Когда я снова поднялся наверх, мама спала. Сердце сжалось от непереносимой жалости: дикая свора неправильных опухолевых клеток тащила маму в гибельный омут. Я поставил поднос на кровать, тихонечко снял захватанные очки для чтения, убрал с щеки поникшую прядку. Пса я отнес на кухню и захлопнул дверь. Потом вышел в сад, подошел к старой яблоне и, уткнувшись лицом в ствол, больше не сдерживал слезы.
Вернувшись от зубного, я заметил, что мигает красный глазок автоответчика. Я всегда боюсь включать режим прослушивания. Никогда не знаю, хочу ли услышать послание от Аннализы. Я тосковал по бьющим током, непредсказуемым всплескам желания, но сейчас мне требовался надежный заслон из одиночества.

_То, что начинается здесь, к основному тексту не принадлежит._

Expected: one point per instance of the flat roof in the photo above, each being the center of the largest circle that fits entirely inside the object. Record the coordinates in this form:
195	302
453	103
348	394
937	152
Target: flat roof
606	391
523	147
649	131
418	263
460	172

От Аннализы не было ни слова. Сообщение имелось только одно: «Здравствуйте, доктор Хендрикс, это опять я, Тим Шортер. Звонил вам некоторое время назад, но вы мне тогда не перезвонили. Может быть, не сработал автоответчик. Так я вот о чем хотел сказать: после седьмого января буду в Лондоне и очень надеюсь, что вы примете мое приглашение на ланч. Если мое сообщение дошло, пожалуйста, подтвердите. Совсем коротко».
Глава одиннадцатая
Саймону Нэшу моя идея с творческим отпуском не понравилась, но я пообещал, что с каждой своей публикации буду отчислять «Бисквитной фабрике» тысячу фунтов. Это гипотетическое предложение, похоже, его удовлетворило. Я решил, что писать книгу лучше за границей, где нет знакомых. Ни пациентов, ни коллег, ни телефона. Где часы будут катиться монотонно, тягучие и блеклые…

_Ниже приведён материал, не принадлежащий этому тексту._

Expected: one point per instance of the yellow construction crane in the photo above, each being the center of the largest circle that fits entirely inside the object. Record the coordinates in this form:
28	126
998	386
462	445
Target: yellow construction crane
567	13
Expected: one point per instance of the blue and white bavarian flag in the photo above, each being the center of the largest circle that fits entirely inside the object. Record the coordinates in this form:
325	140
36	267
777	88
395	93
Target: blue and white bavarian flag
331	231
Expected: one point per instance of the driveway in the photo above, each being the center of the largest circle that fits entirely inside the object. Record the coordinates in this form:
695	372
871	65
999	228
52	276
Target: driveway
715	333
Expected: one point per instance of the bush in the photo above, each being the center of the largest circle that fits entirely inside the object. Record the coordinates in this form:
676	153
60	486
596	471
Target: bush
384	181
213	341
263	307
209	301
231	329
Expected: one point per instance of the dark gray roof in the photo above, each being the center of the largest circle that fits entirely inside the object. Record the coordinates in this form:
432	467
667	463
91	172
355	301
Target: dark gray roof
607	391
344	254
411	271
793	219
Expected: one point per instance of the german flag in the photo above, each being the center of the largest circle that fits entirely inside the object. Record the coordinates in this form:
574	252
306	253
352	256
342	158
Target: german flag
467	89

Естественно, я сразу подумал о Париже. Он рядом, я сносно говорю по-французски, и валютный курс неплохой. Я довольно часто бывал там, обычно на конференциях. Мне нравились его художественные галереи, метро с чарующими названиями станций, острова посреди реки, Нотр-Дам с его ажурными арочными контрфорсами. Очень красивый город, гораздо красивее Лондона. Правда, раздражало его самодовольство, раскатистая речь, сопровождаемая пожиманием плеч; почти не скрываемая симпатия к нацистам и тайное недовольство тем, что в августе сорок четвертого их выставили вон. Религиозность напоказ; привычка любоваться собственным красноречием, угрюмая надменность официантов, билетеров и продавцов; влажная духота крохотных номеров, оклеенных цветастыми обоями; стойкое пренебрежение к другим культурам.
В течение трех дней, пока длится конференция, можно и потерпеть, но несколько месяцев, которые потребуются для написания книги, это уж извините. Надо было выбрать что-то более подходящее. Я любил Рим, но, пожалуй, слишком сильно. Накалившиеся от зноя мощеные улицы, похожие на декорации к историческому фильму, будут зазывать поучаствовать в этих сюжетах. Попробуй тут усиди за столом. И к тому же мое военное прошлое было слишком крепко с ним спаяно.
Восточная Европа находилась под контролем СССР, значит, отпадала. Была, конечно, и Западная Германия. Но смогу ли я жить среди немцев? Они убили моих друзей и уничтожили в своих лагерях смерти шесть миллионов человек. То, что немцы похожи на англичан — и внешне, и культурными традициями, и имперскими замашками — лишь усугубляло мои сомнения. Если меня воротило от парижских коллаборационистов, до сих пор горюющих о немцах, изгнанных в сорок четвертом, то каково мне будет в вагоне метро, полном бывших нацистов?
На самом деле мне хотелось в ту Европу, которой удалось избежать варварства двадцатого века. Должен же где-то существовать такой город! Меня обуревала ностальгия. Если бы в 1905 году кто-нибудь сказал, что Европе следует отказаться от правления царей, кайзеров, эрцгерцогов и королей, пусть уступят место лидерам, избранным народом, мужчинами и женщинами, то в ответ прозвучало бы: «Задумка хорошая. Надо прикинуть, как этого достичь. Действовать нужно аккуратно». Однако, если бы тот же человек уточнил: «Достичь этого можно только посредством катастрофических жертв и ценой миллионов смертей в Европе и России. Новый век станет веком погромов, холокостов, пыток и кровавых расправ», — люди наверняка проводили бы оратора в небольшой, но комфортный местный сумасшедший дом.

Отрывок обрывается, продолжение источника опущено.